By Andrew Stuart
Beneath the soaring western escarpment of the Guadalupe Mountains, geologic and chemical forces combine to create a resource humans have sought since civilization began: salt.
Indigenous peoples made salt expeditions here for millennia. Spanish invaders sent wagon trains to gather salt for mines in Chihuahua. But in the late 19th century, the Guadalupe Mountains Salt Lakes became a flashpoint in a violent conflict. Echoes of the San Elizario Salt War continue to sound today, and its traces are etched in the West Texas landscape.
Today, San Elizario is a small, if growing, community on the Rio Grande, downstream of El Paso. But in the mid-19th century, it exceeded El Paso as a center of power and commerce. Westering emigrants and gold-seekers outfitted here, for the harsh desert passage ahead.
Salt was an essential supply. It was a preservative for beef and pork. But it was more than preservation, or taste. Salt regulates organ function and fluid balance. Desert travel without salt can be deadly.
Salt was historically a scarce resource. Natural sources were treasured. The glistening-white lake beds west of the Guadalupes were one such source.
Steve Carpenter is an archeologist who’s studied the historic salt road.
“The thing that fascinated people was that they could scrape the veneer of salt off, and then in a very short period of time, the veneer would almost magically reappear,” Carpenter said. “In some sense, it’s counterintuitive. People describe it as an ancient lake bed, and you would think that if you scrape it off, it would be a non-renewable resource. But it seems to be a perpetual source, that just comes right back.”
In the Ice Age, mineral-laden streams created salt deposits here. Salt could be removed. Then, salty water percolated to the surface, and evaporated – leaving new deposits.
For Rio Grande communities, this resource was a public, or communal, one. And in 1863, public funds were used to construct a “salt road” from San Elizario to the lake beds.
Then, in the 1870s, things changed.
Under Spanish and Mexican law, mineral rights were government and public property. That principal obtained in Texas until after the Civil War, when the English common-law concept of private mineral ownership was imposed.
In 1877, Charles Howard, a former judge, staked claim to the salt lakes, and, “shutting his eyes to the consequences,” as one historian said, closed the Salt Road.

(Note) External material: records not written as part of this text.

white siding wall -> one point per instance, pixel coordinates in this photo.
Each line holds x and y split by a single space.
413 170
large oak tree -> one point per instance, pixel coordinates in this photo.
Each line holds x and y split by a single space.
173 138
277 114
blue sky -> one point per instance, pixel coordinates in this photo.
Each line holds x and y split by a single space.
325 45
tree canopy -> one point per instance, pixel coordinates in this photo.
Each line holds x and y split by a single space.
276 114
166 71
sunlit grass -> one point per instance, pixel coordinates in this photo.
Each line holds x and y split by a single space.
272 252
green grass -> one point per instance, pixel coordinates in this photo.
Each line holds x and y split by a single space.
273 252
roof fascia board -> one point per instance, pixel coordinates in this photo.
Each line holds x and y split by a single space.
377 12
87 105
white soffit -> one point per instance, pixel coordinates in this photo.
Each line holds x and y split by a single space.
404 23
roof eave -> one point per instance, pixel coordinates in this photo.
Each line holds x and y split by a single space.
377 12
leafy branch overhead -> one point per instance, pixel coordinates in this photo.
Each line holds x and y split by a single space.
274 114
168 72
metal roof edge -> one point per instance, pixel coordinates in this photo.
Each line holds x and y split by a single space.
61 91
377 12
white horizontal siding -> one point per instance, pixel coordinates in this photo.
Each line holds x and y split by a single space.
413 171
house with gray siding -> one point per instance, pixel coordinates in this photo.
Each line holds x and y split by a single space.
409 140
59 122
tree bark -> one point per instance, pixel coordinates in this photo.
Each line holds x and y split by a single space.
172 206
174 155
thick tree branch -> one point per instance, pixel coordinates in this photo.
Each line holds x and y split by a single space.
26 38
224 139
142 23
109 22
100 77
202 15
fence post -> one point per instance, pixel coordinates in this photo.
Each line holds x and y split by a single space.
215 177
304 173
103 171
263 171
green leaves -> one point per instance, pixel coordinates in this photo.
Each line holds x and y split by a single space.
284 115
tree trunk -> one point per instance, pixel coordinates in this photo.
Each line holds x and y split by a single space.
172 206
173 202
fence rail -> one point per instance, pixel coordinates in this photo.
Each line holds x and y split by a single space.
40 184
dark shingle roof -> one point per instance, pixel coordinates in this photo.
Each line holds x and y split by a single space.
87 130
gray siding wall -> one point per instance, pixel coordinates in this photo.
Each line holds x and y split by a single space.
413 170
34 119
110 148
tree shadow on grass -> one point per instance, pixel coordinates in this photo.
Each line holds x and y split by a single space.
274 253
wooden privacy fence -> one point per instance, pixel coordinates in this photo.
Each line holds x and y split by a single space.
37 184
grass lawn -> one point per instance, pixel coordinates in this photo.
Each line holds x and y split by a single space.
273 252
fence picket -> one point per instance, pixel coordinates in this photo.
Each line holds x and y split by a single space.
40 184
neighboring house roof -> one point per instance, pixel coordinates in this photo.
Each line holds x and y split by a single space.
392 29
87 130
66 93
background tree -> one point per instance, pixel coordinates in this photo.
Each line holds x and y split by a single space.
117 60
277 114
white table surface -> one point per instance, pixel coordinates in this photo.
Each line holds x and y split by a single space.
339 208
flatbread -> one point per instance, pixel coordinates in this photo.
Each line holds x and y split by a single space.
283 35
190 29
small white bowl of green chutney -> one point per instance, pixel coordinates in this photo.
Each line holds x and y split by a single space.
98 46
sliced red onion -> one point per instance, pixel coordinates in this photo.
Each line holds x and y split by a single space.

Violent conflict ensued. Howard shot and killed a leader for popular-rights to the salt, Louis Cardis. San Elizario residents then executed Howard by firing squad. Texas Rangers, and then federal troops, were deployed. Ultimately, Anglo private-property concepts were imposed. San Elizario’s political and economic influence was crushed.
In 2001, Carpenter was an archeologist with the Texas General Land Office. Surveying a GLO tract near the Hueco Mountains, at the Hudspeth-El Paso county line, he discovered a “linear feature” in the desert ground. At first, its identity was mysterious.
“Then I began looking into some of those old maps and things,” Carpenter said. “I started to develop a larger context, and came up with a clear identification of what it was, and it really seemed to correlate with maps and survey records that showed the Salt Road going through there.”
An artifact helped make the identification. Carpenter found a “solder-top” tin can. This 19th-century technology was displaced in the 20th.
“For archeologists, tin cans are among the most important artifacts,” Carpenter said. “It was very distinctive of a time period, and it indicated that there was some antiquity to that road.”
Subsequent aerial views showed other segments of the road.
Apache resistance in West Texas continued into the 1870s, and salt-seekers likely altered their routes depending on danger levels. But Carpenter’s feature appears to be the main Salt Road, built with public funds.
Carpenter’s identification of the Salt Road struck a chord, and Latino political activists have contacted him in the years since he announced it.
Because the Salt War’s causes, and its implications, are profound – and deeply political. Here, Anglo traditions were resisted by communities rooted in Mexican and Spanish law, and ways resonant with ancient indigenous traditions.
“It’s a border, by all standards,” Carpenter said. “I think the Salt Road and the Salt War precipitated and defined the fundamental differences and the deep-seated views between different heritages.”
On the Salt Road, the geology and the recent history of West Texas meet.